SEC Brings Civil Charges In $79M Visa Investment Scheme

EB-5 Visa, EB5 Visa, EB-5 Investment

The U.S. Securities and Exchange Commission brought civil charges Tuesday against a company that took in $79 million from allegedly brokering illegal residency visas through the Immigrant Investor Program.

It charged Boca Raton-based Ireeco LLC and Hong Kong-based Ireeco Ltd. with wrongfully providing 150 people with investments in EB-5 visas, acting in an unregistered capacity from at least January 2010 to May 2012. The program provides visas and paths to citizenship for foreigners who invest at least $500,000 in businesses that create jobs.

The agency says it's the first time that such brokers have been charged.

“The EB-5 program administered by the U.S. Citizenship and Immigration Services (USCIS) provides a path to legal residency for foreigners who invest directly in a U.S. business or private 'regional centers' that promote economic development in specific areas and industries,” the SEC said in a statement.

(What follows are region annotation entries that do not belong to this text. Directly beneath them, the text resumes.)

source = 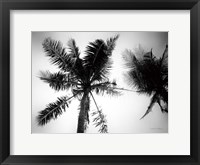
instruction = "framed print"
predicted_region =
[0,0,200,165]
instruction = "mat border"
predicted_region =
[0,0,200,165]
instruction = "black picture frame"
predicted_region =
[0,0,200,165]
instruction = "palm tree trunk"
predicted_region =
[77,92,90,133]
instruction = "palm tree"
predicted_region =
[37,35,119,133]
[123,45,168,119]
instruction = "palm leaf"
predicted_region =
[37,97,68,126]
[39,71,73,91]
[42,38,74,71]
[84,36,118,82]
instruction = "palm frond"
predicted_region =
[91,81,121,96]
[37,97,72,126]
[39,71,71,91]
[42,38,73,71]
[84,36,118,82]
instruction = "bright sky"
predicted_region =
[32,32,168,133]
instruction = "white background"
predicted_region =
[10,11,190,155]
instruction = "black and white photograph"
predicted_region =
[31,31,168,134]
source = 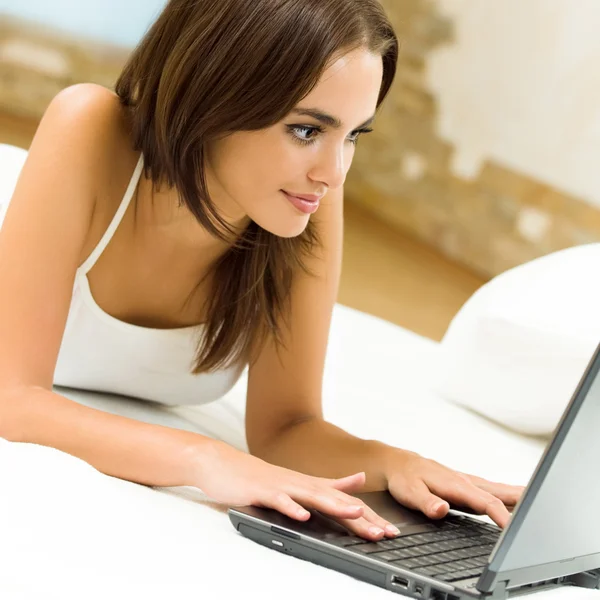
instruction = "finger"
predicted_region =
[333,517,385,542]
[325,471,366,492]
[363,505,400,537]
[390,479,450,519]
[427,471,510,527]
[256,490,310,521]
[464,473,525,507]
[288,486,363,519]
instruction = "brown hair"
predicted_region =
[115,0,398,373]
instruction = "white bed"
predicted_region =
[0,305,600,600]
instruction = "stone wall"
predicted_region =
[347,0,600,276]
[0,0,600,277]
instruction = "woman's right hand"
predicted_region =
[191,441,399,540]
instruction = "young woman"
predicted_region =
[0,0,522,540]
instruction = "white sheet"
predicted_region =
[0,306,600,600]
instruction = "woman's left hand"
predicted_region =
[385,448,525,528]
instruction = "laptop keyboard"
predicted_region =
[328,515,502,582]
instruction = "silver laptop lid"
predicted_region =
[477,346,600,591]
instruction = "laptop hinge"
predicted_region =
[565,569,600,590]
[486,581,508,600]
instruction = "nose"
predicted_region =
[310,139,352,189]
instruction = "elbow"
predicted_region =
[0,386,32,442]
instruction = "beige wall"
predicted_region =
[347,0,600,276]
[0,0,600,276]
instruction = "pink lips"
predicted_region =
[281,190,322,214]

Ireeco “used their website to solicit EB-5 investors, some of whom were already in the U.S. on a temporary visa. While Ireeco LLC and Ireeco Limited promised to help investors choose the right regional center to invest with, they allegedly directed most EB-5 investors to the same handful of regional centers, ones that paid them commissions of about $35,000 per investor” after USCIS approved green cards, the agency said.

The two entities did not admit to or deny the charges, but agreed to their censure, and agreed to desist from the behavior.

Even though it never registered as a broker-dealer, the SEC says, Ireeco was “paid fees for actively soliciting over 158 foreign investors for selected regional centers … invest[ing] a combined total of $79 million.”

Meanwhile, in another recent case, the Fifth Circuit denied a petition for writ of mandamus by a man held in civil contempt for failing to comply with an asset turnover order after the SEC sued him for securities fraud in connection with his EB-5 regional center.

The three-judge panel said that the district court’s decision to issue the turnover order for Marco Ramirez — who ran the company USA Now, a regional center for the EB-5 program, is supported by clear and convincing evidence.

Ramirez allegedly used the business to solicit money from potential candidates and promised to hold the investments in escrow until the visas were approved, but allegedly spent the money or transferred it to his other businesses.

The district court had granted the SEC’s bid for a receivership order, which required Ramirez to provide an accounting and turn over all of his assets to a receiver. When the receiver’s accountant discovered that Ramirez issued a $500,000 refund check to an investor even though there was no record of the investor’s deposit, the district court filed the turnover order requiring him to return the $500,000 to the receiver because it was part of the estate.

The SEC is represented by Brian Theophilus James.

The Ireecos are represented by Barton Sacher and Joseph Sacher of Sacher Zelman Hartman Paul Beiley & Sacher.

The case is In the Matter of Ireeco LLC and Ireeco Ltd., administrative proceeding 3-16647, in the U.S. Securities and Exchange Commission.